Not that I'd advocate wasting too much time on this - toy benchmarks don't
tell you much anyway.
-- 
Philip Machanick
philip@pescadero.stanford.edu

barry@pico.math.ucla.edu (Barry Merriman) (11/17/90)

In article <1990Nov16.192938.17923@Neon.Stanford.EDU> philip@pescadero.stanford.edu writes:

>Still, a factor of 2 difference looks suspicious. I decided to check this
>out myself. My results looked like this on the DECstation 3100:
>cc -O:
>0.6u 0.0s 0:00 82% 30+30k 3+0io 0pf+0w
>gcc -O:
>0.2u 0.0s 0:00 86% 30+31k 0+0io 0pf+0w
>Even worse - now gcc is 3 times faster. When I get bizarre results, I
>check them - so I looked at the output of the program.
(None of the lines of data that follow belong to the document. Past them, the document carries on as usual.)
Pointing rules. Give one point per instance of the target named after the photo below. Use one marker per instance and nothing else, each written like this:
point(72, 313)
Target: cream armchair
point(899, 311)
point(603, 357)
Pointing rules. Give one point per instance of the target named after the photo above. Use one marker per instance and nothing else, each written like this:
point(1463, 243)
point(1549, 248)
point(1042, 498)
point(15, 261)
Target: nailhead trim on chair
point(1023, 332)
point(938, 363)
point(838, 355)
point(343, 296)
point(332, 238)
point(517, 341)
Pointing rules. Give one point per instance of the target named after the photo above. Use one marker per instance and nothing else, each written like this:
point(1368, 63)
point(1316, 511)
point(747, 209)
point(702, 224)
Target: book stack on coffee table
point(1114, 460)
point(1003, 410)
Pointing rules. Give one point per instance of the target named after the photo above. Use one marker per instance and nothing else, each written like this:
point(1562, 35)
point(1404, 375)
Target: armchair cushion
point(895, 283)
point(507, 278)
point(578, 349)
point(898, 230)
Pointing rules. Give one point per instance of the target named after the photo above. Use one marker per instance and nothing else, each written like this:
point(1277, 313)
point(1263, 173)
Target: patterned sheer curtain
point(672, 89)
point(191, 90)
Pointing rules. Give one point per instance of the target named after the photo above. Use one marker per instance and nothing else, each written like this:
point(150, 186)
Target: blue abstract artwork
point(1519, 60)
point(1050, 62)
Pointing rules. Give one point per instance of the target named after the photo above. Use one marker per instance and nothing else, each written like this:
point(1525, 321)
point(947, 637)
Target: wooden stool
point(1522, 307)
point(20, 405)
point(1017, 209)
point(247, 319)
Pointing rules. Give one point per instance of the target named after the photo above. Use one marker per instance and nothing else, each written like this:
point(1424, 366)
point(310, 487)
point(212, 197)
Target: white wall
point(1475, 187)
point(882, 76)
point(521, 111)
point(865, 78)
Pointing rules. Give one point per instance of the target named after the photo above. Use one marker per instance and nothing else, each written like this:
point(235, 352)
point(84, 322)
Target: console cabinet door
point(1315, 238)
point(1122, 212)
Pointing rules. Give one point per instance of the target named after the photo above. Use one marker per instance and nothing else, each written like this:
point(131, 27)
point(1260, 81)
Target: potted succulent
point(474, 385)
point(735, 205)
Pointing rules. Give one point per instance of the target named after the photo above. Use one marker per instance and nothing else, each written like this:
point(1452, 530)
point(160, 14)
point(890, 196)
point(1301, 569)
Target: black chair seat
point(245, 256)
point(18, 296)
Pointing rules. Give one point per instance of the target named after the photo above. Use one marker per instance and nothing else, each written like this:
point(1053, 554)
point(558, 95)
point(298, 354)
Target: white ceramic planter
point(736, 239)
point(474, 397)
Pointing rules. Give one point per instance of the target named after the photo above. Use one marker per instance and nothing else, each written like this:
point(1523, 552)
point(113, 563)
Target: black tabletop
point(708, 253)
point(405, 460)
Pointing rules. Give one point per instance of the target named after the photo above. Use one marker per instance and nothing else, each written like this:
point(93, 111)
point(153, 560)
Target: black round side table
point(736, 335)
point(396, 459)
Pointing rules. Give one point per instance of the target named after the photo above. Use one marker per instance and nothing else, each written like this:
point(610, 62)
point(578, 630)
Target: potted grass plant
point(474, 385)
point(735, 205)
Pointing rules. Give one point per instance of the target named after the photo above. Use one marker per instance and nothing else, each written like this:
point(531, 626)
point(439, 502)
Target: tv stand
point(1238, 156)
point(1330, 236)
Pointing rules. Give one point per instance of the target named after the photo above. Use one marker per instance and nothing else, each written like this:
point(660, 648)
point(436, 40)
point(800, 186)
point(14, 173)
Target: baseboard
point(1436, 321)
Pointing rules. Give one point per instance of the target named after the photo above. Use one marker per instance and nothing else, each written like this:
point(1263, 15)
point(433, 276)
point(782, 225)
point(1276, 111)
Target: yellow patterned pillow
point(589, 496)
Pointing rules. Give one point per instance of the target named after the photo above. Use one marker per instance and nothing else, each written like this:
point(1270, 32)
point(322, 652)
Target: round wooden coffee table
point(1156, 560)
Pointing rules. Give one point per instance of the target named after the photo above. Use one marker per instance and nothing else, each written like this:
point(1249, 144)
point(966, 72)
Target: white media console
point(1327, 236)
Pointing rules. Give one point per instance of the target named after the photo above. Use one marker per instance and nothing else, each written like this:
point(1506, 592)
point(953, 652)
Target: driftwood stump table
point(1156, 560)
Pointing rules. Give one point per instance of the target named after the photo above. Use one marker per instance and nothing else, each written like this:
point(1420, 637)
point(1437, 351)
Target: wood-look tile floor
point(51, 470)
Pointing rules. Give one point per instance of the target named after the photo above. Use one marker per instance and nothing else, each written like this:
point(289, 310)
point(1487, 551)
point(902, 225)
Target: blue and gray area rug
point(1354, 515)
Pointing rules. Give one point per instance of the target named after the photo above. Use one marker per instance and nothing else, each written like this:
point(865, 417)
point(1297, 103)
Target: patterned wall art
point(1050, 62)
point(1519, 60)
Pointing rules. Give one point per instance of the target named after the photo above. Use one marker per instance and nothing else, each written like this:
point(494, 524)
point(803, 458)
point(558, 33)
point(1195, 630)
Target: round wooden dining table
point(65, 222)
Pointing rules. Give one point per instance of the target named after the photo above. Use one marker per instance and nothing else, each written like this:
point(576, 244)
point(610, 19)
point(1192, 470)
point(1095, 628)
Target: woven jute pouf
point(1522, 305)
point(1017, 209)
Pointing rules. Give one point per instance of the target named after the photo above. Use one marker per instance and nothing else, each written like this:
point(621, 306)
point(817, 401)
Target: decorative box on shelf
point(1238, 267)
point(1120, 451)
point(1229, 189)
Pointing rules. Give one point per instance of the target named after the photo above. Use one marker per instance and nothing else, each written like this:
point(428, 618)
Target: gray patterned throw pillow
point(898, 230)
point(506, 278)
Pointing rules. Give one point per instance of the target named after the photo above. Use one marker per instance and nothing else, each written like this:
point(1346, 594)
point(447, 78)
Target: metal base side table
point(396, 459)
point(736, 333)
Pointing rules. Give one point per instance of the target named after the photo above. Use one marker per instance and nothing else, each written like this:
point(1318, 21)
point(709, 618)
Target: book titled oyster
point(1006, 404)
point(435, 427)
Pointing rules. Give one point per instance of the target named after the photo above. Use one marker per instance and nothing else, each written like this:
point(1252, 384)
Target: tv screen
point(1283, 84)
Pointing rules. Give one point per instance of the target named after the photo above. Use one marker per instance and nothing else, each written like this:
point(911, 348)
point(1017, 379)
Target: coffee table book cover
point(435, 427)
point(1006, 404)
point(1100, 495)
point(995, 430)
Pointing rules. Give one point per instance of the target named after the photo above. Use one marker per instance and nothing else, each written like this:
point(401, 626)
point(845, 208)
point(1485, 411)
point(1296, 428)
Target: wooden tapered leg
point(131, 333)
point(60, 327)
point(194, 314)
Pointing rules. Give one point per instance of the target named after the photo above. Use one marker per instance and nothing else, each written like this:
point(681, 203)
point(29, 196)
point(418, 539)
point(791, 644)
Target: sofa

The result 
>is 1.00001 to the power 1000000, which my calculators claim is 22025.365.

22025.365 is the true result (according to a 16 digit calculation in mathematica)---the 
the other results are off due to accumulated errors in the single precision arithmetic, I guess. 

>Output from cc:
>  x = 22323.087891 (1% different from calculators)
>Output from gcc:
>  x = 0.000000 (seriously bogus)
>So - how about another round of runs, this time checking the output?

gcc gives the right output (22323.087891) on a SPARC. I don't
have gcc on our DEC, but it would appear it has a serious problem!

My program always gave the output x value, and while I didn't check it carefully,
I think it was the same on all machines I tried---definitely never 0!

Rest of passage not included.